Komma/Beistrich
Komma / Beistrich (Frage 1k)
Die Entwicklung der Schriftlichkeit im Deutschen war jahrhundertelang eng an das Lateinische gebunden. So war auch die Bezeichnung des Satzzeichens „ , “ zuerst eine Entlehnung: Komma ist über das Lateinische aus dem Griechischen übernommen worden. Griech. kómma ‘Einschnitt, Abschnitt (einer Periode), Teil eines Verses’ gehört zu dem griech. Verb kóptein ‘stoßen, schlagen, hauen, hämmern’ und bezeichnete dementsprechend zunächst ‘Ein-, Abgeschnittenes, das Gehauene, Geschlagene’ (Pfeifer). Im Deutschen erscheint das Wort ab der 2. Hälfte des 15. Jhs. in der heutigen Bedeutung als Bezeichnung des Satzzeichens, aber auch in der älteren Bedeutung ‘Abschnitt eines Textes’ (vgl. a. it. comma ‘Absatz (= Abschnitt eines Paragraphen eines Rechtstextes) ’).

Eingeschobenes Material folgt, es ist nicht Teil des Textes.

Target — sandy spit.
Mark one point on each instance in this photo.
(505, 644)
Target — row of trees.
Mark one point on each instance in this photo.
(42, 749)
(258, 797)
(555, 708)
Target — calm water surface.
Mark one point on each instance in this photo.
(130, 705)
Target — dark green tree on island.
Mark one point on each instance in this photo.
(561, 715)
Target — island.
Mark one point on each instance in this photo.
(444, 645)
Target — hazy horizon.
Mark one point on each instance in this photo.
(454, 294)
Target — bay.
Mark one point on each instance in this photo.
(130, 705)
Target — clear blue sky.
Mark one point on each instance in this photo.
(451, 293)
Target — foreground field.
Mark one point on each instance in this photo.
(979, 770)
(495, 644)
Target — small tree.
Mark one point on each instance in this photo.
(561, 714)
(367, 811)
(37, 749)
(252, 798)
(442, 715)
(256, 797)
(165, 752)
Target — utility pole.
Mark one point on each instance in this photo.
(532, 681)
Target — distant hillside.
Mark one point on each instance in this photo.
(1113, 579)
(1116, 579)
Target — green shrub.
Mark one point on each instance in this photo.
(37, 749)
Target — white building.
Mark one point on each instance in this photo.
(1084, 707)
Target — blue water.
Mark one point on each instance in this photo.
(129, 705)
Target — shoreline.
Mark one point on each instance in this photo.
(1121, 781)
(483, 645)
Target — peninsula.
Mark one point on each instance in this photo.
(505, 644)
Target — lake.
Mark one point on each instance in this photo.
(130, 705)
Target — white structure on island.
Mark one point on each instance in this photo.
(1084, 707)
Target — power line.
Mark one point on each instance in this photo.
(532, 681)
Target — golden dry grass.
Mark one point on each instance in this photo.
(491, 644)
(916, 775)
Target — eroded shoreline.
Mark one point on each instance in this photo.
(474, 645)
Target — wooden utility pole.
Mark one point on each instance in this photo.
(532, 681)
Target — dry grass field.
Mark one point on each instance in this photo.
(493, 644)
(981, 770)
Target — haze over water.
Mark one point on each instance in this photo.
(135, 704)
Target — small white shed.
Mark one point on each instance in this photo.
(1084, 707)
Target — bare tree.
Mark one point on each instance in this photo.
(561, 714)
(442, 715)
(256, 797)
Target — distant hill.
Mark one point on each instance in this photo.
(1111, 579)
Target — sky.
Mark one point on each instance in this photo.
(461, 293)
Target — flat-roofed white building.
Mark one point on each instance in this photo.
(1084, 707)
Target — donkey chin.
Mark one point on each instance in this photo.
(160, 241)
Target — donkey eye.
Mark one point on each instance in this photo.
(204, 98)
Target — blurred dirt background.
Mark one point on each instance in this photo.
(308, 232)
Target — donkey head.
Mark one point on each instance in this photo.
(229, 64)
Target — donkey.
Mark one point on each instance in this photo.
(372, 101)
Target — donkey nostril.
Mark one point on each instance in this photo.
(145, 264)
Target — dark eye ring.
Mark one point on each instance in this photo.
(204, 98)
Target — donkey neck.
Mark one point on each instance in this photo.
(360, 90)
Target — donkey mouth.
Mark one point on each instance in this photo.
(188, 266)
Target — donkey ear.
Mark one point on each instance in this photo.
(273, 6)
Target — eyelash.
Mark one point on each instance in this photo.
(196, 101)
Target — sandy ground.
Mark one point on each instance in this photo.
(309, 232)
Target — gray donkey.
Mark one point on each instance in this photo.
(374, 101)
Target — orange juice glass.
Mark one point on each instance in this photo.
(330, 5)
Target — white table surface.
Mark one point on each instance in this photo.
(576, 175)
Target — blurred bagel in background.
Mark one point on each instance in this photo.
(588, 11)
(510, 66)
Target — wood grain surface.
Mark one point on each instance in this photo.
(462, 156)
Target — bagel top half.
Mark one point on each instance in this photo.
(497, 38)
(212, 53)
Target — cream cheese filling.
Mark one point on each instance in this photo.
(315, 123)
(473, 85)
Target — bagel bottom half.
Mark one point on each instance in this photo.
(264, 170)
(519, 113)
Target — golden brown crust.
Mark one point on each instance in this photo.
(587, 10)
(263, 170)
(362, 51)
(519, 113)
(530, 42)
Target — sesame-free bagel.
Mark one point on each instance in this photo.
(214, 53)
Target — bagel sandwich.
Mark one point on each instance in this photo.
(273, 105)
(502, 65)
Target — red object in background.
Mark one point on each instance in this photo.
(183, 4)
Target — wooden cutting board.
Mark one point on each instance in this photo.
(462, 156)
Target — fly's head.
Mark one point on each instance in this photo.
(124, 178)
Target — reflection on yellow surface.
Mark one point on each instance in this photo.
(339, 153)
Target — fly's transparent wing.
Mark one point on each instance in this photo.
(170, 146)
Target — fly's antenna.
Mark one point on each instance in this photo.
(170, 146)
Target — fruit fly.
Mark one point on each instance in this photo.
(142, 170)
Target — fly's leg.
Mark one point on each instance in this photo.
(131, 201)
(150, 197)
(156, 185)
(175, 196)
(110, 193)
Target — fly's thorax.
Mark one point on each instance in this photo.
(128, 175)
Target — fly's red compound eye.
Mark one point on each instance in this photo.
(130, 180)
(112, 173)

Schon der erste große deutsche Grammatiker, Justus Georg Schottel bzw. Schottelius (17. Jh.), mit dessen Bemühen um die Aufwertung der deutschen Sprache auch die Verwendung deutscher Ersatzwörter für lateinische Fachtermini einherging, verwendet Beistrichlein für Komma, andere Grammatiker seiner Zeit Strichlein (s. DWB Bd. 19 Sp. 1554). Um 1800 konkurrierten aber immer noch verschiedene deutsche Äquivalente, wie der Eintrag in Joachim Heinrich Campes Verdeutschungswörterbuch zeigt: „Strich, Zwischenstrich, Beistrich. Einige haben Strichelchen dafür einführen wollen, welches aber der doppelten Verkleinerungssilbe (chel und chen) wegen, angefochten werden kann“ (Campe 1813, S. 203).
Das DWB stellt fest, „dass beistrich bis zur gegenwart überall dort gebräuchlich bleibt, wo das fremdwort komma vermieden werden soll“ (DWB Bd. 19 Sp. 1554) – heute ist der Gebrauch aber offenbar nicht mehr eine Frage der Einstellung gegenüber Fremdwörtern, sondern klar national verteilt: In Österreich und Südtirol heißt es Beistrich, im übrigen Sprachgebiet Komma. Darin, dass aus Variation zwischen Fremdwort und deutschem Ersatzwort eine geographische Variation geworden ist, ähnelt dieser Fall dem von Semikolon und Strichpunkt (https://www.atlas-alltagssprache.de/r8-f3l-2/), auch darin, dass die verdeutschte Variante im Süden üblich ist. Nur verläuft die Grenze bei Semikolon und Strichpunkt viel weiter im Norden als hier, nämlich – wieder einmal – in der Mitte von Deutschland auf der Höhe der „Mainlinie“; in Süddeutschland heißt es zwar (entlehnt) Komma, aber (verdeutscht) Strichpunkt.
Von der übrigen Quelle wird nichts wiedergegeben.